Typically, programming for use in embedded systems or detecting, such as checking for normal things that come close (Figure 1). When drawing a diagram of the work, it will be as shown in Figure 2. There is a loop to repeat the work endlessly and in each loop check for abnormalities, if found, will report to you but if not found or finished reporting, there will be a delay of 1 second to wait for the next cycle. We found that during the 1-second waiting period something unusual can occur without the system detected due to the delay command. Even if the delay order is removed but when adding other functions, the system must always wait for verification before doing other tasks, so how to make the program or the system work normally? and when something unusual is found, it will give a warning. To reduce the time of unavailable and eliminate the need to waste time checking the status of every cycle.
In Figure 3, it can be seen that when an interrupt interception is set, the operation cycle does not need to check for the status of the fault. But the design of the system to send interrupt signals to the processor will know when an interrupt occurs, the processor stops running instruction and reports it. When it’s done, it’s back to where it left off.

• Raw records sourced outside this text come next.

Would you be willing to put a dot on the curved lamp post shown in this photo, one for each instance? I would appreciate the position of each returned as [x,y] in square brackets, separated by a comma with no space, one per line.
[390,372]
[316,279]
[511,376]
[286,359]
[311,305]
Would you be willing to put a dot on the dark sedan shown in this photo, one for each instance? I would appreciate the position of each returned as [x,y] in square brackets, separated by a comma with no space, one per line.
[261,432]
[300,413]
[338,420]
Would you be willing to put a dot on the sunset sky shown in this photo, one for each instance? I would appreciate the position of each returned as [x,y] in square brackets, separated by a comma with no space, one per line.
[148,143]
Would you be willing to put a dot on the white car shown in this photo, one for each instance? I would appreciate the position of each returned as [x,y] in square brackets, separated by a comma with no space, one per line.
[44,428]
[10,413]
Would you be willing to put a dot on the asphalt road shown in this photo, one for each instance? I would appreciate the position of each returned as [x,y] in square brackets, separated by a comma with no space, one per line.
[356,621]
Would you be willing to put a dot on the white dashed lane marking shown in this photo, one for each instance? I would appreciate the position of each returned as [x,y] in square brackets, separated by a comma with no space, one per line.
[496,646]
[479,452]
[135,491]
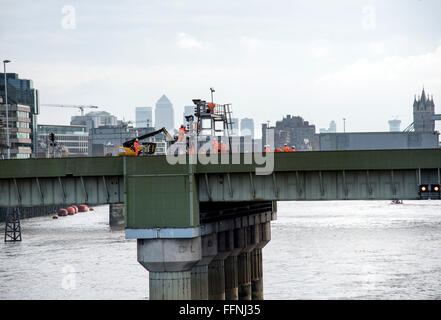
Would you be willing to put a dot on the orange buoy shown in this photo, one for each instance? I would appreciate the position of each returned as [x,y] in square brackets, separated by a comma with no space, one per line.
[62,212]
[83,208]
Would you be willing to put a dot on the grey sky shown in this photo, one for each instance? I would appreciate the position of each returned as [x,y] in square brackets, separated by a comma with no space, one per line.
[323,60]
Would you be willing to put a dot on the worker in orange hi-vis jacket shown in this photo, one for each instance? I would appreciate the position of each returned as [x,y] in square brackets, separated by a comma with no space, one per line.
[215,145]
[181,134]
[211,107]
[136,146]
[223,148]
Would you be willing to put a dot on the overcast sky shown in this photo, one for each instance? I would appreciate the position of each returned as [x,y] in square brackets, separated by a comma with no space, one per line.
[322,60]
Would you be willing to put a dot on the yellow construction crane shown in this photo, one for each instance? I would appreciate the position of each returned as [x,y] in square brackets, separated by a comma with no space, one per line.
[70,106]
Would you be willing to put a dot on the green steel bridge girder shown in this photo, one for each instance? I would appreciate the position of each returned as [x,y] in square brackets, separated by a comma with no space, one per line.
[158,194]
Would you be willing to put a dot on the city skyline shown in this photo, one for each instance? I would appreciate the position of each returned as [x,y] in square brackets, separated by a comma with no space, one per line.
[308,59]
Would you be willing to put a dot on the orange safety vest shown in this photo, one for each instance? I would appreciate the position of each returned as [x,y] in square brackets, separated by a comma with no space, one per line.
[181,134]
[215,147]
[136,147]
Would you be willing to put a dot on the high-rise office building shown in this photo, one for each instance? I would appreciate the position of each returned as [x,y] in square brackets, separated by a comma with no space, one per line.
[95,119]
[23,106]
[332,128]
[188,111]
[144,117]
[164,115]
[235,126]
[247,127]
[72,141]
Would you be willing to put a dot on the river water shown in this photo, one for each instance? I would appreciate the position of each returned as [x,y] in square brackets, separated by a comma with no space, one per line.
[319,250]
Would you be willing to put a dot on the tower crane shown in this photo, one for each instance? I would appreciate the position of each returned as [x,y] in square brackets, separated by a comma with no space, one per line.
[70,106]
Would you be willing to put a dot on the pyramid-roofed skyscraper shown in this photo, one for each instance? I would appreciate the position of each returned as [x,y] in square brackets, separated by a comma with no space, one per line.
[164,114]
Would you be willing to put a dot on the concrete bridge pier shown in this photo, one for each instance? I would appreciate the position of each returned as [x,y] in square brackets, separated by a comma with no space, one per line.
[116,215]
[252,233]
[169,262]
[199,273]
[216,269]
[257,263]
[231,265]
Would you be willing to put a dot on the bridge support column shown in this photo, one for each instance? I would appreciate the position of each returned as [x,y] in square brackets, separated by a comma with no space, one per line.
[244,276]
[169,262]
[216,280]
[231,279]
[244,261]
[216,269]
[199,273]
[116,215]
[257,262]
[256,275]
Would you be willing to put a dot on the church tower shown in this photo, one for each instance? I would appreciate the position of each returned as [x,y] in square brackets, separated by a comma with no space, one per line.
[423,111]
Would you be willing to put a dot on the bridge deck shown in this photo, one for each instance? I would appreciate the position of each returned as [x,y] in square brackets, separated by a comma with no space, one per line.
[151,184]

The command to define an interrupt interception in Micropython is done by creating a callback function to be called upon interruption. The format of the created function is as follows.
def fname( pin ):
interrupt_pin = pin
what to do when interrupt happen.
The command to determine the intercepting interrupts from the signal of the GPIO pin requires two steps:
- Create a variable for accessing the interrupt receiver pin. By setting the function of the pin to Pin.IN
- Use the irq() command in the following format.
pin_variale.irq( trigger=interrupt_period, handler= interrupt_response_function)
This is because a digital signal has four signal states: a period that remains 0, a period that remains 1 and a period that changes from 0 to 1 and from 1 to 0, as shown in Figure 4.
MicroPython supports three types of interrupt interception:
- Pin.IRQ_RISING for intercepting the level changes from 0 to 1.
- Pin.IRQ_FALLING for intercepting the level changes from 1 to 0.
- For both changes.
The following example code checks the approaching distance of an object. If it is near an object, it will interrupt and display Alert!!!. The sensor is IR Reflects by connecting pin Vcc to 3V3, GND to GND and pin OUT to D1.
import machine as mc alertPin = mc.Pin(5, mc.Pin.IN) # D1 def alert_interrupt(pin): global interrupt_pin interrupt_pin = pin print("Alert!!!") if __name__=="__main__": alertPin.irq(trigger=mc.Pin.IRQ_RISING, handler=alert_interrupt) while True: pass
From this article, we hope that it will be a guide for the reader’s programming to write an interrupt intercept program with Python on the MicroPython system. Design a circuit to input data as 0 or 1, and then create a function that responds to changes from 0 to 1 or from 1 to 0, or both so that the interrupt-response function runs. This gives the processor time to perform other instructions without having to spend time checking every cycle. Finally, have fun with programming.